Confucio miró sus manos. Siempre me llamaba la atención la inusitada longitud de sus pulgares. Respondió en voz baja:

—No recuerdo a nadie que haya logrado hacer el bien con todo su empeño siquiera por un solo día.

—Sin duda, tú eres enteramente bueno.

Confucio movió la cabeza.

—Si lo fuera, no estaría aquí contigo, primer ministro. Hemos comido lujosamente mientras el pueblo ayuna. Eso no es bueno. No es recto. No es justo.

En cualquier otro lugar de la tierra, la cabeza de quien dijera algo similar habría sido separada de su cuerpo de inmediato. Todos estábamos aterrorizados. Pero, curiosamente, Confucio había hecho lo más inteligente que podía hacer. Al atacar abiertamente al dictador en el terreno moral, demostraba que no era políticamente peligroso para la familia Chi. Era, en el peor de los casos, una molestia. En el mejor, un ornamento de su régimen. El sabio que denuncia con truculencia los defectos de todos es con frecuencia el hombre más seguro del reino. Algo muy parecido ocurre con el bufón, a quien tampoco se suele hacer caso. Lo que temía el barón K'ang era que Confucio y sus discípulos estuviesen aliados con Key, y trabajaran secretamente para derrocar a las familias de barones y restaurar el poder ducal. Como luego se comprobó, la conducta de Confucio en el pabellón del bosque convenció al dictador de que nada debía temer de los confucianos.

El barón K'ang explicó extensamente a Confucio por qué el estado necesitaba nuevos recursos. Se excusó también por la opulencia de su casa.

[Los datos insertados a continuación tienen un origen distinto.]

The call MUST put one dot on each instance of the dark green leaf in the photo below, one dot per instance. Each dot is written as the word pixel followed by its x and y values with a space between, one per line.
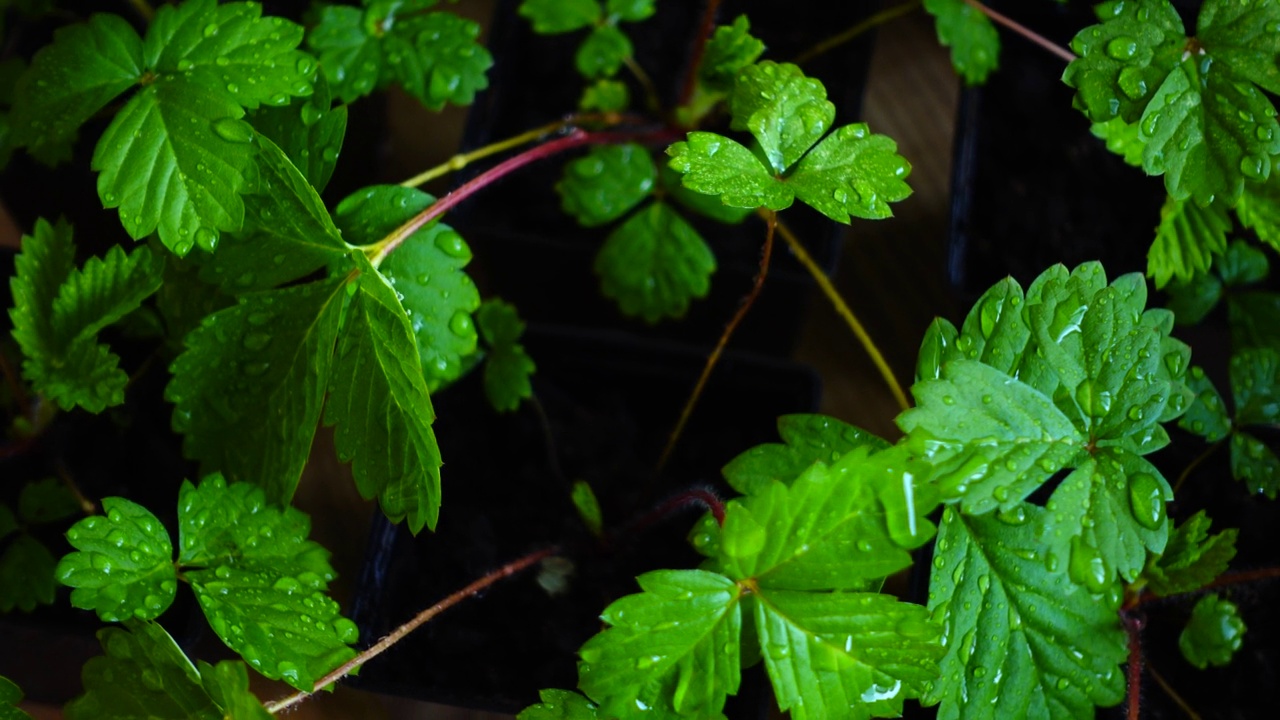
pixel 124 563
pixel 805 440
pixel 1034 645
pixel 378 400
pixel 672 648
pixel 1214 633
pixel 608 182
pixel 1192 559
pixel 507 365
pixel 654 264
pixel 970 35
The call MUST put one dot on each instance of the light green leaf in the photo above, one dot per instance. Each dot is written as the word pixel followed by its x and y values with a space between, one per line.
pixel 672 648
pixel 1214 633
pixel 784 109
pixel 141 674
pixel 805 440
pixel 26 575
pixel 123 566
pixel 608 182
pixel 1034 645
pixel 1192 559
pixel 851 173
pixel 507 365
pixel 1187 241
pixel 248 388
pixel 378 400
pixel 654 264
pixel 845 655
pixel 972 37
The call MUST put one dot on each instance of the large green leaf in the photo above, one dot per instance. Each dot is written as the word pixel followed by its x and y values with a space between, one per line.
pixel 123 565
pixel 1022 639
pixel 672 648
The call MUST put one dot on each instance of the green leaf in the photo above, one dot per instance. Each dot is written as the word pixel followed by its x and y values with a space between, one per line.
pixel 71 80
pixel 672 648
pixel 1192 559
pixel 560 705
pixel 784 109
pixel 805 440
pixel 1036 645
pixel 428 273
pixel 378 400
pixel 845 655
pixel 552 17
pixel 654 264
pixel 1187 241
pixel 248 390
pixel 123 566
pixel 142 674
pixel 1214 632
pixel 608 182
pixel 972 37
pixel 26 575
pixel 507 365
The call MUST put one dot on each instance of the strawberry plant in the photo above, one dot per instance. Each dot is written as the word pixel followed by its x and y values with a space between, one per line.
pixel 1031 481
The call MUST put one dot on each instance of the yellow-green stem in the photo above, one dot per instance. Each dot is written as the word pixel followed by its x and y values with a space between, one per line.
pixel 845 313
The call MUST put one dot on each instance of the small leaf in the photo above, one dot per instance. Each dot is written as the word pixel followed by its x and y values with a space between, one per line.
pixel 972 37
pixel 1192 559
pixel 608 182
pixel 671 648
pixel 654 264
pixel 507 365
pixel 1214 633
pixel 123 566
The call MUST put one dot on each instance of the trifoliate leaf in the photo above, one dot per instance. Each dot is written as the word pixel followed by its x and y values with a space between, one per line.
pixel 1192 559
pixel 970 35
pixel 552 17
pixel 1034 645
pixel 507 365
pixel 608 182
pixel 1207 415
pixel 827 531
pixel 426 272
pixel 288 232
pixel 728 50
pixel 434 57
pixel 1187 241
pixel 26 575
pixel 124 563
pixel 560 705
pixel 845 655
pixel 248 388
pixel 654 264
pixel 805 440
pixel 1214 633
pixel 141 674
pixel 672 648
pixel 603 51
pixel 378 400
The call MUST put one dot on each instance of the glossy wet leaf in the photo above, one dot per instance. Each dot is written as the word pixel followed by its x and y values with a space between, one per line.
pixel 122 566
pixel 507 367
pixel 378 400
pixel 1034 643
pixel 1214 633
pixel 1192 559
pixel 805 440
pixel 671 648
pixel 248 390
pixel 970 35
pixel 654 264
pixel 607 182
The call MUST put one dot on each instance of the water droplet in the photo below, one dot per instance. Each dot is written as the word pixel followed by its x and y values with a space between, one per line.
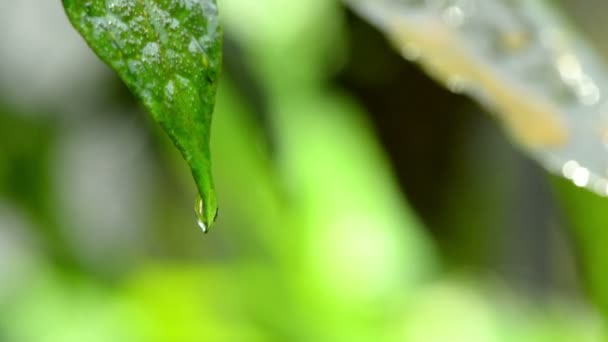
pixel 454 16
pixel 456 84
pixel 200 214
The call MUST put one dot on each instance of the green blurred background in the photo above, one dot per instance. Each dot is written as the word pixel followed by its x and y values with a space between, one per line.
pixel 359 200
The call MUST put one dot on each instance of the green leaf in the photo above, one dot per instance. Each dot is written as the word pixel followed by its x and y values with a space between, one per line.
pixel 168 52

—Fue construida por mi padre y no por mí —dijo—. Y era, en gran medida, un regalo del gobierno de Ch'u.

Confucio guardó silencio. La tempestad había pasado. Mientras se generalizaba la conversación, los movimientos de las bailarinas se hacían cada vez más eróticos, y no recuerdo cómo llegué a la cama aquella noche. Sólo que desperté, en la mañana siguiente, en una alcoba de madera roja con incrustaciones de azabache. Mientras me sentaba en la cama, una hermosa muchacha descorrió las largas cortinas de seda azul. Me ofreció una jofaina en cuyo interior se veía un fénix dorado elevándose de entre las llamas: el mejor de los augurios, pensé, mientras vomitaba. Jamás me he sentido peor, en un entorno más hermoso.